Shopify yönetim panelinde “Sales by month” veya “Average order value” gibi raporlar mevcuttur. WooCommerce’te benzer şekilde raporlara erişebilir veya Google Analytics E-ticaret izleme kurulumuyla AOV’yi raporlarda görebilirsiniz. Bu sayede kampanya veya site düzenlemelerinizin AOV’ye etkisini izleyebilirsiniz.

Önemi ve İyileştirme:


AOV, maliyetleriniz sabitken kârlılığı artırmanın yollarından biridir. Eğer dönüşüm oranınızı yükseltmek zorsa, mevcut müşterilerinizin sepet değerini artırmaya odaklanabilirsiniz. Örneğin, “Benzer Kitaplar” önerileri, “Bu ürünü alanlar şunu da aldı” modülleri veya abonelik modelleriyle AOV’yi yükseltebilirsiniz. Hediye paketi seçenekleri, ücretsiz kargo eşiğinin biraz üzerinde promosyonlar da AOV’yi yukarı çeker. Sonuçta AOV artışı, pazarlama harcamanız aynı kalsa bile gelirinizin artmasına olanak tanır.

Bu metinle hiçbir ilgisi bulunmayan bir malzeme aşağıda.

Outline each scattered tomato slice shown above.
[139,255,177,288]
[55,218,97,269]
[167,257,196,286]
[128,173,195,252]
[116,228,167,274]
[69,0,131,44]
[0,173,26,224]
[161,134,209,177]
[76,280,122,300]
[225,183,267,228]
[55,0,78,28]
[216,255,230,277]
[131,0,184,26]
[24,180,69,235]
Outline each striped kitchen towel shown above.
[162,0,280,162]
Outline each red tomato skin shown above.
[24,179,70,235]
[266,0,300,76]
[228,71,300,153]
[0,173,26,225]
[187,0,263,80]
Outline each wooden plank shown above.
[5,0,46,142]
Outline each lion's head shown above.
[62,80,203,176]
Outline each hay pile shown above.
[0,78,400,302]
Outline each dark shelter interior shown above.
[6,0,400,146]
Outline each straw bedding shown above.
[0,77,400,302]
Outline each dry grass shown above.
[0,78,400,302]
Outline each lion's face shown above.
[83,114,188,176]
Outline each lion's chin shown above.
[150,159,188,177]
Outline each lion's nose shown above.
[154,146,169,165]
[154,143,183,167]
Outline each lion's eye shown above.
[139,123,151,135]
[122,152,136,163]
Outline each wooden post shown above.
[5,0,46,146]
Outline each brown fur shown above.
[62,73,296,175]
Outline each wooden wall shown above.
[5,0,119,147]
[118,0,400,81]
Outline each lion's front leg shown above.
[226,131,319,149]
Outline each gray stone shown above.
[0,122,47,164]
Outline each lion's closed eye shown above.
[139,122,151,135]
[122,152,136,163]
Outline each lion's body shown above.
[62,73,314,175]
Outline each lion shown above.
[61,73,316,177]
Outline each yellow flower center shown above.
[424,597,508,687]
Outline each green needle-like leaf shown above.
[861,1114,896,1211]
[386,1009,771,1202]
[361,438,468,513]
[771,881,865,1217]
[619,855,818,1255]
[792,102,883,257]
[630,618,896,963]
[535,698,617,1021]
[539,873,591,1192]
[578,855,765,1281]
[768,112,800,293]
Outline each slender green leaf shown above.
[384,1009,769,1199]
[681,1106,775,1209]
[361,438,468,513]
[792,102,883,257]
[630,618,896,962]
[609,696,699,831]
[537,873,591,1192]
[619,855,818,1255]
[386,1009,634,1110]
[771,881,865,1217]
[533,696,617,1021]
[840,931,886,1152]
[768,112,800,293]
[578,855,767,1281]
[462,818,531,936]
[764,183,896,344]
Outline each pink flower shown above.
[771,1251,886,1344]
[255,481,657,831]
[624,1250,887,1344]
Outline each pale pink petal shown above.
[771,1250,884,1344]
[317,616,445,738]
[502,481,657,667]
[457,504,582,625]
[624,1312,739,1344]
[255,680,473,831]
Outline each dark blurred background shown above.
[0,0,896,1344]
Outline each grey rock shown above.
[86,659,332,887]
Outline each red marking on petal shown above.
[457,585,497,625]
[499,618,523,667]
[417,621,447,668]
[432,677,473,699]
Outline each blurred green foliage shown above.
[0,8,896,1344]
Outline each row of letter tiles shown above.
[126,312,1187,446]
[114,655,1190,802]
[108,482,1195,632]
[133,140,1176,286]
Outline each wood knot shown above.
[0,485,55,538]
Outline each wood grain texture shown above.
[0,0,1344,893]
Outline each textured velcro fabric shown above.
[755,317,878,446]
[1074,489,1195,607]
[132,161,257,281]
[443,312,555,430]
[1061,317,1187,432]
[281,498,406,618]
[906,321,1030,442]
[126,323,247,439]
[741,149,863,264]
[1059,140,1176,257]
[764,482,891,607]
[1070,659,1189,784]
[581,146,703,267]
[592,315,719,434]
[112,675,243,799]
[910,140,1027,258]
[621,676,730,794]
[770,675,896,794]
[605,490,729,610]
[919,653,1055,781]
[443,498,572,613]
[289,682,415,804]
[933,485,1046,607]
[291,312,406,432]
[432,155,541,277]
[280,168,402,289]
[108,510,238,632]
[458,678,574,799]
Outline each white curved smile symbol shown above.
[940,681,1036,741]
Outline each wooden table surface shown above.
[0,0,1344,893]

2.3. Customer Lifetime Value (CLV – Müşteri Yaşam Boyu Değeri)

Tanım:
CLV, bir müşterinin işletmeyle kurduğu ilişki süresince ortalama ne kadar gelir getireceğini tahmin eder. Bu metrik, tek seferlik satış yerine uzun vadeli müşteri değeri yaratmayı hedefleyen stratejiler için kritiktir.

Formül (Basit Yaklaşım):
CLV = (Ortalama Sipariş Değeri) x (Yıllık Satın Alma Sayısı) x (Müşteri Yaşam Süresi Yılı)

Örneğin daha detaylı formüllerde brüt kâr marjı da hesaba katılır.

Örnek Hesaplama:
Ortalama sipariş değeriniz 50 TL, ortalama bir müşteri yılda 4 kez alışveriş yapıyor ve müşteriyle ilişkiniz ortalama 3 yıl sürüyorsa:
CLV = 50 TL x 4 alışveriş/yıl x 3 yıl = 600 TL


Kitap mağazanızdaki müşteriler genellikle 2-3 yılda birden fazla kez alışveriş yapar. Bir müşteri yılda 4 kere ortalama 50 TL’lik alışveriş yapıyorsa, bu müşteriyi elde tutmak, yeni müşteri kazanmaktan daha kârlıdır. Bu değer, sizlere sadakat programları, kişiselleştirilmiş öneriler veya e-posta pazarlamasıyla müşteri bağlılığını artırmanın ne kadar değerli olduğunu gösterir.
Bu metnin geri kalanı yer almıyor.